One cannot say the Romans enjoyed death, that is a phrasing which gives a strange impression, but it is not that far away from the truth. Violence and death for entertainment was big business – much more real than nowadays – and funerals were a serious affair in more than one respect.
Dying in Rome
Funerals and burials
Violence and death
Dying in Rome
For the Romans dying was a serious business surrounded by many dos and don’ts. To die was an accepted part of life (death is always unavoidable, but in many cultures, like our own modern it is very hushed up and ignored). It is of course also hard to say that there was only one way for the Romans to take care of their dead. The Roman Empire was a big thing, involving many different cultures, people and systems of belief. But in general, if one look to the central parts of the empire and the Roman citizens it was very much the same.
When a Roman person died there were a whole lot of things to do for the family left behind. The whole family should get together to mourn, call out the passed away persons name and wail, but all this within limits – for example, women were forbidden to scratch their faces till it bled. To mark the event – and the fact that the house was ritually unclean, funesta – they decked the front door with branches of cypress. Meanwhile the body was washed and often mummified. Not because most Romans worshiped Isis or any other Egyptian god – because they didn’t – but due to the fact that Rome and most parts of the empire could get rather hot for a good part of the year and the body was kept at home for a week.
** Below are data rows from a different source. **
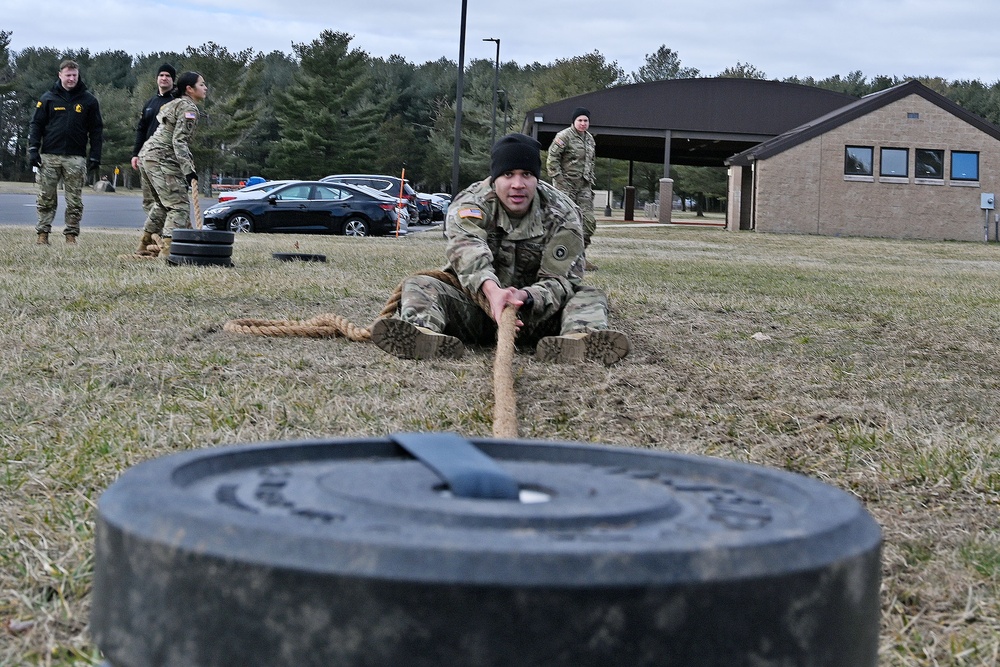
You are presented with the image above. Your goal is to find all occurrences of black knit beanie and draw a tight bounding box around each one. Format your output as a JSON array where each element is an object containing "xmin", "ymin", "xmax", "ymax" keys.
[
  {"xmin": 156, "ymin": 63, "xmax": 177, "ymax": 81},
  {"xmin": 490, "ymin": 132, "xmax": 542, "ymax": 180}
]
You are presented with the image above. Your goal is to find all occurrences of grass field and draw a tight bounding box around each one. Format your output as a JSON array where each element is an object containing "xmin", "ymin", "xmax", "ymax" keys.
[{"xmin": 0, "ymin": 226, "xmax": 1000, "ymax": 667}]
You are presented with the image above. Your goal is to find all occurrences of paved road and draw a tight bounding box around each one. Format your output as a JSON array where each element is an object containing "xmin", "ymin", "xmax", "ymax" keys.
[
  {"xmin": 0, "ymin": 192, "xmax": 146, "ymax": 229},
  {"xmin": 0, "ymin": 192, "xmax": 441, "ymax": 233}
]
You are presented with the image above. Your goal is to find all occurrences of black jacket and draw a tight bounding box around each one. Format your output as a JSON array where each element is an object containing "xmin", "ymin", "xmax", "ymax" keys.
[
  {"xmin": 132, "ymin": 91, "xmax": 174, "ymax": 157},
  {"xmin": 28, "ymin": 81, "xmax": 104, "ymax": 162}
]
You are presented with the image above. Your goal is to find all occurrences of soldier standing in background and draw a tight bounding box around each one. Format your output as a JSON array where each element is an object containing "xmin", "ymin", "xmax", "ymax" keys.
[
  {"xmin": 132, "ymin": 63, "xmax": 177, "ymax": 255},
  {"xmin": 28, "ymin": 60, "xmax": 104, "ymax": 245},
  {"xmin": 372, "ymin": 134, "xmax": 631, "ymax": 364},
  {"xmin": 139, "ymin": 72, "xmax": 208, "ymax": 259},
  {"xmin": 545, "ymin": 107, "xmax": 597, "ymax": 271}
]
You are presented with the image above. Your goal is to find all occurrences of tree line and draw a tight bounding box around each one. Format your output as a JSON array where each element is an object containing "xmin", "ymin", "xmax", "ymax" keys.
[{"xmin": 0, "ymin": 30, "xmax": 1000, "ymax": 205}]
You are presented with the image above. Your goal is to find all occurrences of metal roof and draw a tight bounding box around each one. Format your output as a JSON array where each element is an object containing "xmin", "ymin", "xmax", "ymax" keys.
[
  {"xmin": 522, "ymin": 78, "xmax": 858, "ymax": 167},
  {"xmin": 726, "ymin": 80, "xmax": 1000, "ymax": 166}
]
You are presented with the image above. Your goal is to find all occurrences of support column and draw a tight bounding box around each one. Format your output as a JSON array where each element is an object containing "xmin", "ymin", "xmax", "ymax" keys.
[{"xmin": 660, "ymin": 178, "xmax": 674, "ymax": 225}]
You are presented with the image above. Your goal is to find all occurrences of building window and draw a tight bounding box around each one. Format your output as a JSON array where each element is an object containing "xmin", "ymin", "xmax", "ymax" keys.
[
  {"xmin": 844, "ymin": 146, "xmax": 875, "ymax": 176},
  {"xmin": 878, "ymin": 148, "xmax": 910, "ymax": 177},
  {"xmin": 913, "ymin": 148, "xmax": 944, "ymax": 180},
  {"xmin": 951, "ymin": 151, "xmax": 979, "ymax": 181}
]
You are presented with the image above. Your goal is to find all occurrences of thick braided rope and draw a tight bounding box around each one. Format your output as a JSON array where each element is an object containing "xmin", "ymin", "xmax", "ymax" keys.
[{"xmin": 222, "ymin": 270, "xmax": 517, "ymax": 438}]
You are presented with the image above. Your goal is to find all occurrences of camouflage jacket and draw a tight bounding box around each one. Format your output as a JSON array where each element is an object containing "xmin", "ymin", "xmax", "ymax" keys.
[
  {"xmin": 139, "ymin": 95, "xmax": 198, "ymax": 174},
  {"xmin": 445, "ymin": 179, "xmax": 583, "ymax": 319},
  {"xmin": 545, "ymin": 127, "xmax": 597, "ymax": 190}
]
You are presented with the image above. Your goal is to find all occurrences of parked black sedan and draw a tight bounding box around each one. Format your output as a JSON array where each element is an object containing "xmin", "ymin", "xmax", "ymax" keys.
[{"xmin": 204, "ymin": 181, "xmax": 407, "ymax": 236}]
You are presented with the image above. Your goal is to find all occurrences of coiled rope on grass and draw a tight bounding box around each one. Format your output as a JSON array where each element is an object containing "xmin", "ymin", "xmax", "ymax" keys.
[{"xmin": 222, "ymin": 269, "xmax": 517, "ymax": 438}]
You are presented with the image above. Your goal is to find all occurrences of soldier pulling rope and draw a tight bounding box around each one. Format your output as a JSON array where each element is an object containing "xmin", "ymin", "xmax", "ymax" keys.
[{"xmin": 225, "ymin": 134, "xmax": 631, "ymax": 438}]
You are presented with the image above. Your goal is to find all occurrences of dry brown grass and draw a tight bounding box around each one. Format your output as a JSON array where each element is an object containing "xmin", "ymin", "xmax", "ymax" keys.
[{"xmin": 0, "ymin": 227, "xmax": 1000, "ymax": 667}]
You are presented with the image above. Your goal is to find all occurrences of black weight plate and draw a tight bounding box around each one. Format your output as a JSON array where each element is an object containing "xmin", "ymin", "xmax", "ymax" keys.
[
  {"xmin": 170, "ymin": 241, "xmax": 233, "ymax": 257},
  {"xmin": 271, "ymin": 252, "xmax": 326, "ymax": 262},
  {"xmin": 171, "ymin": 229, "xmax": 236, "ymax": 245},
  {"xmin": 91, "ymin": 438, "xmax": 881, "ymax": 667},
  {"xmin": 167, "ymin": 254, "xmax": 233, "ymax": 266}
]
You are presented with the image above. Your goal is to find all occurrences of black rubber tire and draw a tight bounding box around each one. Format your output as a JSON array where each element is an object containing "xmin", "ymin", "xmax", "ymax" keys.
[
  {"xmin": 90, "ymin": 438, "xmax": 881, "ymax": 667},
  {"xmin": 167, "ymin": 252, "xmax": 234, "ymax": 266},
  {"xmin": 344, "ymin": 218, "xmax": 368, "ymax": 236},
  {"xmin": 172, "ymin": 229, "xmax": 236, "ymax": 245},
  {"xmin": 226, "ymin": 213, "xmax": 257, "ymax": 234},
  {"xmin": 170, "ymin": 241, "xmax": 233, "ymax": 257},
  {"xmin": 271, "ymin": 252, "xmax": 326, "ymax": 262}
]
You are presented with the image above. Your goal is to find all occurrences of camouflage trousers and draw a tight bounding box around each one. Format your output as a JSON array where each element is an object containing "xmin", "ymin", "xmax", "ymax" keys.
[
  {"xmin": 399, "ymin": 276, "xmax": 608, "ymax": 345},
  {"xmin": 553, "ymin": 178, "xmax": 597, "ymax": 248},
  {"xmin": 35, "ymin": 153, "xmax": 87, "ymax": 236},
  {"xmin": 139, "ymin": 153, "xmax": 191, "ymax": 238},
  {"xmin": 139, "ymin": 164, "xmax": 167, "ymax": 234}
]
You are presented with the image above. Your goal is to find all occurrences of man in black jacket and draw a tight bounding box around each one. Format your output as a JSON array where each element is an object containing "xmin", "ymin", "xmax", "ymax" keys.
[
  {"xmin": 132, "ymin": 63, "xmax": 177, "ymax": 255},
  {"xmin": 28, "ymin": 60, "xmax": 104, "ymax": 245}
]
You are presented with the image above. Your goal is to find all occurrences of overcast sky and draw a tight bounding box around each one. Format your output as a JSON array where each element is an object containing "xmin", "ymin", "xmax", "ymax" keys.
[{"xmin": 7, "ymin": 0, "xmax": 1000, "ymax": 85}]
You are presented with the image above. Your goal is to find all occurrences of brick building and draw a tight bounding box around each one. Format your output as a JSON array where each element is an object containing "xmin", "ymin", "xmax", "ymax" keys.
[{"xmin": 725, "ymin": 81, "xmax": 1000, "ymax": 241}]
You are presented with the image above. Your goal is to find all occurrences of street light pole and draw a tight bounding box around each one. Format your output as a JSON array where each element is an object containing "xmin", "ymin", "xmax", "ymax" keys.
[
  {"xmin": 483, "ymin": 37, "xmax": 500, "ymax": 147},
  {"xmin": 452, "ymin": 0, "xmax": 468, "ymax": 227}
]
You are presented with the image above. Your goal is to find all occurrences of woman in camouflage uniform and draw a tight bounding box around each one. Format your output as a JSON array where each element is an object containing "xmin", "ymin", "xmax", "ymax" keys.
[{"xmin": 139, "ymin": 72, "xmax": 208, "ymax": 258}]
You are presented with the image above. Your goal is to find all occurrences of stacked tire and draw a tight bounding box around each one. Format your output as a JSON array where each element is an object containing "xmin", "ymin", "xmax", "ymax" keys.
[{"xmin": 167, "ymin": 229, "xmax": 236, "ymax": 266}]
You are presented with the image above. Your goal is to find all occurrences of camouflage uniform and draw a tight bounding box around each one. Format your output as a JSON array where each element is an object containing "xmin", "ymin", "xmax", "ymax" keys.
[
  {"xmin": 545, "ymin": 127, "xmax": 597, "ymax": 247},
  {"xmin": 132, "ymin": 93, "xmax": 173, "ymax": 234},
  {"xmin": 139, "ymin": 95, "xmax": 198, "ymax": 238},
  {"xmin": 399, "ymin": 179, "xmax": 608, "ymax": 344},
  {"xmin": 28, "ymin": 81, "xmax": 104, "ymax": 240}
]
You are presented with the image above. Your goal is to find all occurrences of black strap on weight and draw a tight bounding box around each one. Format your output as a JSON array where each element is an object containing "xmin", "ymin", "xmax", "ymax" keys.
[{"xmin": 389, "ymin": 433, "xmax": 519, "ymax": 500}]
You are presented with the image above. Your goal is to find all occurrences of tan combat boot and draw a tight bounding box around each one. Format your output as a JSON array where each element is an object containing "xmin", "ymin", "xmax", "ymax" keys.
[
  {"xmin": 535, "ymin": 329, "xmax": 632, "ymax": 366},
  {"xmin": 372, "ymin": 318, "xmax": 465, "ymax": 359},
  {"xmin": 135, "ymin": 232, "xmax": 155, "ymax": 257}
]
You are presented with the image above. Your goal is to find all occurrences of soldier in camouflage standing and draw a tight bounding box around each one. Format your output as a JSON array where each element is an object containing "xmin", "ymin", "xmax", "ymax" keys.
[
  {"xmin": 545, "ymin": 107, "xmax": 597, "ymax": 271},
  {"xmin": 132, "ymin": 63, "xmax": 177, "ymax": 255},
  {"xmin": 28, "ymin": 60, "xmax": 104, "ymax": 245},
  {"xmin": 372, "ymin": 134, "xmax": 631, "ymax": 364},
  {"xmin": 139, "ymin": 72, "xmax": 208, "ymax": 259}
]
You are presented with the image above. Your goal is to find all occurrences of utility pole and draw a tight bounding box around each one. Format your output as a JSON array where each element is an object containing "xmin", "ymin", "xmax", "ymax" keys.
[
  {"xmin": 483, "ymin": 37, "xmax": 500, "ymax": 148},
  {"xmin": 452, "ymin": 0, "xmax": 469, "ymax": 234}
]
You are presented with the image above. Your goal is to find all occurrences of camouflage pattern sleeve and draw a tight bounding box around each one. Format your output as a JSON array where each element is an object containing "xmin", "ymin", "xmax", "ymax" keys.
[
  {"xmin": 172, "ymin": 97, "xmax": 198, "ymax": 174},
  {"xmin": 525, "ymin": 183, "xmax": 583, "ymax": 319},
  {"xmin": 445, "ymin": 179, "xmax": 501, "ymax": 294},
  {"xmin": 583, "ymin": 132, "xmax": 597, "ymax": 187},
  {"xmin": 545, "ymin": 130, "xmax": 566, "ymax": 183}
]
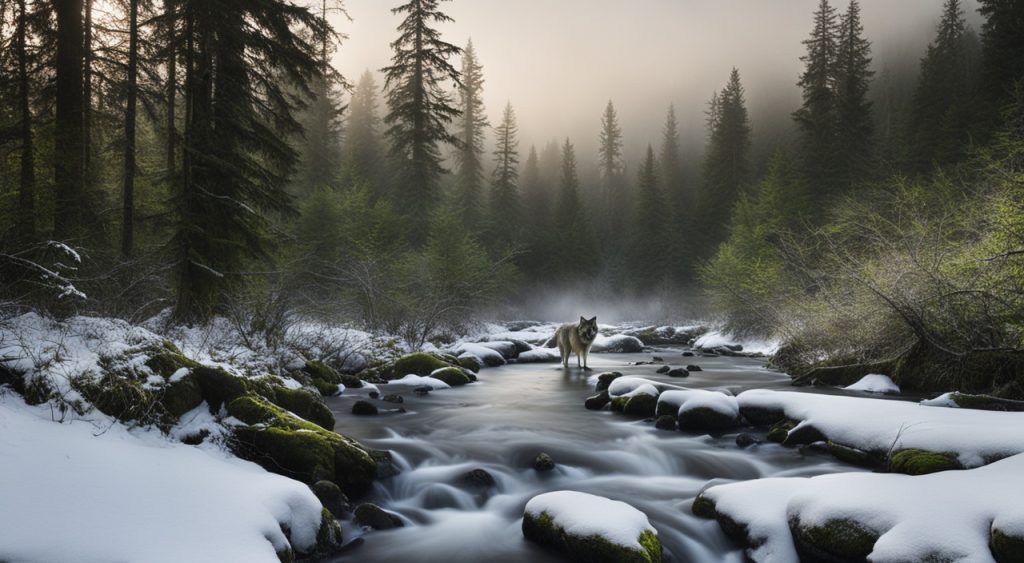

After these preparations the dead was dressed in his or her best clothes and put in the atrium, if the house was big enough to contain one (most people, after all, lived in rather crowded apartments there this would have been very inconvenient). The feet were pointing towards the door and candles, flowers and ribbons surrounded the body. Relatives and friends sat by the body, the women sang hymns and the men burnt incense and candles.